On 12/11/21 03:39, Sean Christopherson wrote:
That means that KVM (a) is somehow losing track of a root, (b) isn't zapping all
SPTEs in kvm_mmu_zap_all(), or (c) is installing a SPTE after the mm has been released.
(a) is unlikely because kvm_tdp_mmu_get_vcpu_root_hpa() is the only way for a
vCPU to get a reference, and it holds mmu_lock for write, doesn't yield, and
either gets a root from the list or adds a root to the list.
(b) is unlikely because I would expect the fallout to be much larger and not
unique to your setup.
Hmm, I think it's kvm_mmu_zap_all() skipping invalidated roots. One fix
could be the following - untested and uncompiled, after all it's Saturday.
diff --git a/arch/x86/kvm/mmu/tdp_mmu.c b/arch/x86/kvm/mmu/tdp_mmu.c
index 7c5dd83e52de..2e05b6a815b6 100644
--- a/arch/x86/kvm/mmu/tdp_mmu.c
+++ b/arch/x86/kvm/mmu/tdp_mmu.c
@@ -781,18 +781,6 @@ bool __kvm_tdp_mmu_zap_gfn_range(struct kvm *kvm, int as_id, gfn_t start,
return flush;
}
-void kvm_tdp_mmu_zap_all(struct kvm *kvm)
-{
- bool flush = false;
- int i;
-
- for (i = 0; i < KVM_ADDRESS_SPACE_NUM; i++)

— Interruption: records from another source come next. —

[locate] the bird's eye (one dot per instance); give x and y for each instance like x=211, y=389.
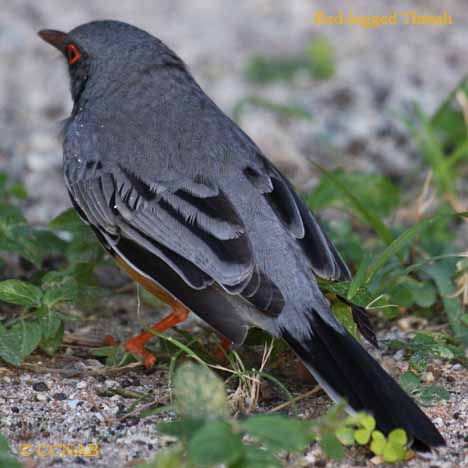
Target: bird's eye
x=73, y=54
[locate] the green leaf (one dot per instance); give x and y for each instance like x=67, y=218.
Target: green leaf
x=360, y=277
x=4, y=445
x=279, y=433
x=167, y=458
x=393, y=453
x=345, y=435
x=19, y=341
x=361, y=206
x=255, y=457
x=20, y=293
x=321, y=58
x=398, y=437
x=51, y=343
x=418, y=361
x=362, y=436
x=331, y=446
x=399, y=243
x=183, y=429
x=18, y=191
x=199, y=393
x=215, y=444
x=367, y=421
x=49, y=322
x=378, y=443
x=409, y=381
x=345, y=315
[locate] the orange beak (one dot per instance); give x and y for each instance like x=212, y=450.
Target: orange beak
x=58, y=39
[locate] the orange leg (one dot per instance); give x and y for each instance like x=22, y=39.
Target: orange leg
x=136, y=344
x=179, y=313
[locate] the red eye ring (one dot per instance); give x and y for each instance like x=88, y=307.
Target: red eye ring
x=73, y=54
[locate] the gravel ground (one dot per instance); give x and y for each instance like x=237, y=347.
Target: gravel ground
x=380, y=73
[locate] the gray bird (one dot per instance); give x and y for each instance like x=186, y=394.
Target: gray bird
x=189, y=206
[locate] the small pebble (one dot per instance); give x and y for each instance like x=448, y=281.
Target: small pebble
x=73, y=403
x=428, y=377
x=60, y=396
x=40, y=387
x=438, y=421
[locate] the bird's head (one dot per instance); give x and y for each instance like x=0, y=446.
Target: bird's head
x=105, y=54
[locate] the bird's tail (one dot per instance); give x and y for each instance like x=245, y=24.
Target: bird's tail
x=345, y=370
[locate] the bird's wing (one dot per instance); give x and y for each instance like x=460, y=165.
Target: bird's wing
x=299, y=220
x=194, y=229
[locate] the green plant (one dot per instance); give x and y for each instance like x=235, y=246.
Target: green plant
x=209, y=436
x=7, y=460
x=42, y=297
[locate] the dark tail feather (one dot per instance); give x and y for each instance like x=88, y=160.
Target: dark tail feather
x=345, y=369
x=362, y=319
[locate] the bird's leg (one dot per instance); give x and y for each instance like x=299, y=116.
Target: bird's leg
x=179, y=313
x=136, y=344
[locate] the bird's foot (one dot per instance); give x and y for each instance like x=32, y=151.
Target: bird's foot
x=136, y=346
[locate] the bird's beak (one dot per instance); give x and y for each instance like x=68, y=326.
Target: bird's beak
x=56, y=38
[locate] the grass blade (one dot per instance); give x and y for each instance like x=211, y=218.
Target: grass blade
x=373, y=220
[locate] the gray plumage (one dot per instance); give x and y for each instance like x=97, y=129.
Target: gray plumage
x=173, y=186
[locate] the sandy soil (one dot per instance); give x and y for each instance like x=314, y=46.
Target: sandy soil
x=380, y=74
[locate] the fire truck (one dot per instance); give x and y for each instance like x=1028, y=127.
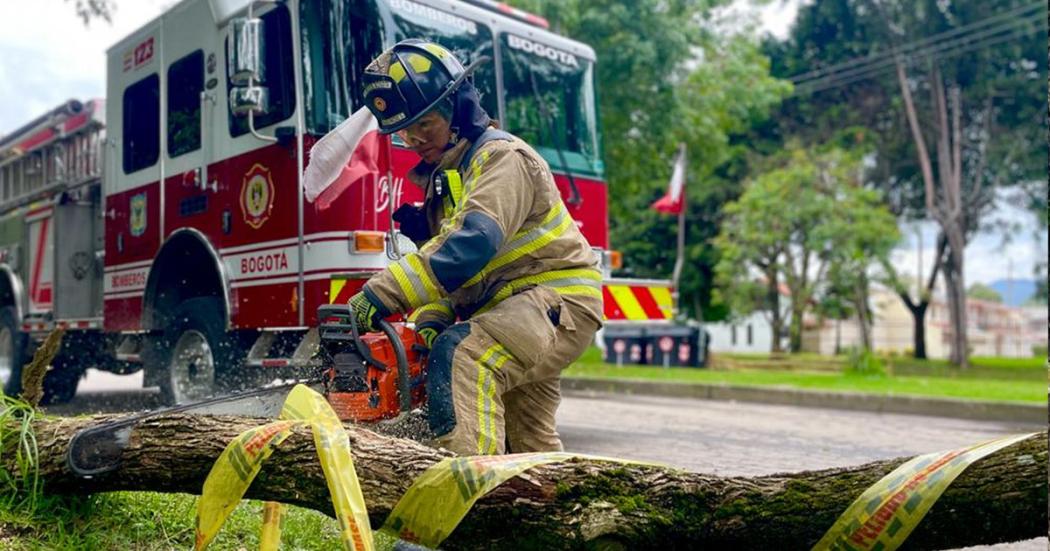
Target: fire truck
x=165, y=229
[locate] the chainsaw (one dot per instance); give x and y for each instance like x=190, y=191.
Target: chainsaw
x=377, y=379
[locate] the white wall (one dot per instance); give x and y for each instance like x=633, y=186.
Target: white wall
x=721, y=335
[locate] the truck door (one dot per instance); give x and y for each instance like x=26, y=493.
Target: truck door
x=189, y=62
x=132, y=174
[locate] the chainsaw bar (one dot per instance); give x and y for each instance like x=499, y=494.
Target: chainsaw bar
x=97, y=450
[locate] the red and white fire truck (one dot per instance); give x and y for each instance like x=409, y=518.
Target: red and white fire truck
x=166, y=229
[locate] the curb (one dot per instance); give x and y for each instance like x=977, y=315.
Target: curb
x=970, y=409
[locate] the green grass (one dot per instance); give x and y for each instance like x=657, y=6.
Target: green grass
x=152, y=522
x=32, y=520
x=590, y=365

- flush = kvm_tdp_mmu_zap_gfn_range(kvm, i, 0, -1ull, flush);
-
- if (flush)
- kvm_flush_remote_tlbs(kvm);
-}
-
static struct kvm_mmu_page *next_invalidated_root(struct kvm *kvm,
struct kvm_mmu_page *prev_root)
{
@@ -859,6 +847,33 @@ void kvm_tdp_mmu_zap_invalidated_roots(struct kvm *kvm)

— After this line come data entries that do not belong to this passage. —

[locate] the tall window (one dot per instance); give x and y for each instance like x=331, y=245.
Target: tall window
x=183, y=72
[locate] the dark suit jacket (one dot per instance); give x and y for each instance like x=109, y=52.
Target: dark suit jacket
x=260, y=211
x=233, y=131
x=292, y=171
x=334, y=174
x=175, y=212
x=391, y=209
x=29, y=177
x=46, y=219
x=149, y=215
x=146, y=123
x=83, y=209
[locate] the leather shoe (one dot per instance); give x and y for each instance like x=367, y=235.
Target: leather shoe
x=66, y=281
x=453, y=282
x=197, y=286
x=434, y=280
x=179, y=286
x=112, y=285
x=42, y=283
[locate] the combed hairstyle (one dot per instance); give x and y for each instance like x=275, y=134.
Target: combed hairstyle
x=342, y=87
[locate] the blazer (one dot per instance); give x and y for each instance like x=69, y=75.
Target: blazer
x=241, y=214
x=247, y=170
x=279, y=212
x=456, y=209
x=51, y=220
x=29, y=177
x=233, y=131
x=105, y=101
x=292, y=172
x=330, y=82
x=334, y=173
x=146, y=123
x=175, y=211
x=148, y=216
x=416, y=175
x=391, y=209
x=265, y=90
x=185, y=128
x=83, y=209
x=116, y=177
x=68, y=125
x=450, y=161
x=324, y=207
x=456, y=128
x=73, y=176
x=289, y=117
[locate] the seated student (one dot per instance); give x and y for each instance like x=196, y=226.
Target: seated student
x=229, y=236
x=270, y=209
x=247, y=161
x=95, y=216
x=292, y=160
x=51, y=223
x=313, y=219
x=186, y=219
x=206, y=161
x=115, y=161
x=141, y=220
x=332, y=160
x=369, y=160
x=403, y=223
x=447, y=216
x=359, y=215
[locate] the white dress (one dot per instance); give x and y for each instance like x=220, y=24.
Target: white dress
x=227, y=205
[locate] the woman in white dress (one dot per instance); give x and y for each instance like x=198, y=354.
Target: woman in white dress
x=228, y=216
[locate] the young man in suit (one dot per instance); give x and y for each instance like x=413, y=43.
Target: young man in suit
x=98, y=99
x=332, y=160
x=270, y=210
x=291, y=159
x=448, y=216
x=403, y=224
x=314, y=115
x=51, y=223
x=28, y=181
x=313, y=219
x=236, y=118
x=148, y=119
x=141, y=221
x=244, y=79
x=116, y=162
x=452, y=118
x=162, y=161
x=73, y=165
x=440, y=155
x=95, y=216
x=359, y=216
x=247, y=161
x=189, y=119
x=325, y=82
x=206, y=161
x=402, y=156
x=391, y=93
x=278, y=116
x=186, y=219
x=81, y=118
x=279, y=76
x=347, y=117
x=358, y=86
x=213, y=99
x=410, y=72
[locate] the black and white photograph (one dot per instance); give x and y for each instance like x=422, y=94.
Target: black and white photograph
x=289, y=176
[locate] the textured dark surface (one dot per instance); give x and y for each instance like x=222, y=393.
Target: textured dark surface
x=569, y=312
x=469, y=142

kvm_flush_remote_tlbs(kvm);
}
+void kvm_tdp_mmu_zap_all(struct kvm *kvm)
+{
+ struct kvm_mmu_page *root, *next_root;
+ bool flush = false;
+
+ /*
+ * We need to zap all roots, including already-invalid ones. The
+ * easiest way is to ensure there's only invalid roots which then,
+ * for efficiency, we zap with shared==false unlike
+ * kvm_tdp_mmu_zap_invalidated_roots.
+ */
+ kvm_tdp_mmu_invalidate_all_roots(kvm);
+
+ root = next_invalidated_root(kvm, NULL);
+ while (root) {
+ flush = zap_gfn_range(kvm, root, 0, -1ull, true, flush, false);
+ next_root = next_invalidated_root(kvm, root);
+
+ /* Put the reference acquired in kvm_tdp_mmu_invalidate_roots. */
+ kvm_tdp_mmu_put_root(kvm, root, false);
+ root = next_root;
+ }
+
+ if (flush)
+ kvm_flush_remote_tlbs(kvm);
+}
+
/*
* Mark each TDP MMU root as invalid so that other threads
* will drop their references and allow the root count to
Paolo